Plant cells can also be flattened but to a lesser extent because they are more rigid.
Nasirimarekani and colleagues showed that the flattened cells are still viable after flattening. For example, neural stem cells successfully differentiated into neurons and astrocytes following flattening, demonstrating that the procedure does not interfere with their biological processes.
The new technique is not without its limitations, however. The trapping process reduces the cells’ ability to exchange gas and regulate osmosis. As a result, they start to die after 20 minutes or so, limiting the imaging time.
The team say they hope to extend this period by coating the upper slide with a gas permeable layer of polydimethylsiloxane (PDMS) and are currently studying this option.

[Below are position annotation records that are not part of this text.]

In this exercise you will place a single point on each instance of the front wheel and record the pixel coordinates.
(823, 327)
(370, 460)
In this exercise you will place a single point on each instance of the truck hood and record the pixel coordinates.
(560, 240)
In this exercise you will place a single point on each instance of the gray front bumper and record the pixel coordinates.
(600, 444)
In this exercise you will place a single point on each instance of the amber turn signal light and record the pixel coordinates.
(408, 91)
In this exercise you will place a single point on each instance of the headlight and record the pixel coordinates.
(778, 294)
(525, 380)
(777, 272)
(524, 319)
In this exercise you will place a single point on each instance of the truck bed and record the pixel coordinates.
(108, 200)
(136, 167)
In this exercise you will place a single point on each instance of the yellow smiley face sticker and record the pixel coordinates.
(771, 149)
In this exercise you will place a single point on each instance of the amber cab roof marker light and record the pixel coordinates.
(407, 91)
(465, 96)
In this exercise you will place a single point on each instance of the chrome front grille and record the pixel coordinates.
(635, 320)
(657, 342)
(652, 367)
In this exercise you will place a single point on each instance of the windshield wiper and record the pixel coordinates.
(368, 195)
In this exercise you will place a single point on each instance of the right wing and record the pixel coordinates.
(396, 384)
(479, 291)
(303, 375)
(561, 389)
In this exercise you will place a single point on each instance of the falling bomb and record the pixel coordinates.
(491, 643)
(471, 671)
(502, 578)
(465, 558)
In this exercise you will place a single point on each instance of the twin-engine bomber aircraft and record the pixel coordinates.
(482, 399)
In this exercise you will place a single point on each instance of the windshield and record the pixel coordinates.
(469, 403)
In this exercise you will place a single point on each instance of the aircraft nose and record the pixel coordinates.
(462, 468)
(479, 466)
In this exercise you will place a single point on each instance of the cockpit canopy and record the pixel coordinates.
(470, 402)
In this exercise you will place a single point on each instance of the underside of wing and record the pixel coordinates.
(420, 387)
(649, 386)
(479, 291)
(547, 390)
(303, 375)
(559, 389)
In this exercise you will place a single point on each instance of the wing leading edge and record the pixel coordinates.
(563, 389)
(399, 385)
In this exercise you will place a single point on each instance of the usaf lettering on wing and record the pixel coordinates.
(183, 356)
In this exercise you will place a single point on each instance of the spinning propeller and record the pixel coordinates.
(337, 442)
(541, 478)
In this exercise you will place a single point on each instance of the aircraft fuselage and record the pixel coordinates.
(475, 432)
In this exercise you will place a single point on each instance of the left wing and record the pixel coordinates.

Some cells also seem more fragile than others and so the team is developing the ability to fine tune and limit the flattening process. One way to do this is by adding nanometer scale spheres to the samples that act like spacers during flattening to prevent damage.
That’s a superb innovation with the potential to revolutionize live-cell microscopy. It should allow real-time observation of protein transport and vesicle trafficking, of drug delivery systems and of highly complex processes such as differentiation.
Sometimes the simplest ideas can unlock new avenues of research across biology, medicine, and beyond. And further development could make it a hugely significant technique.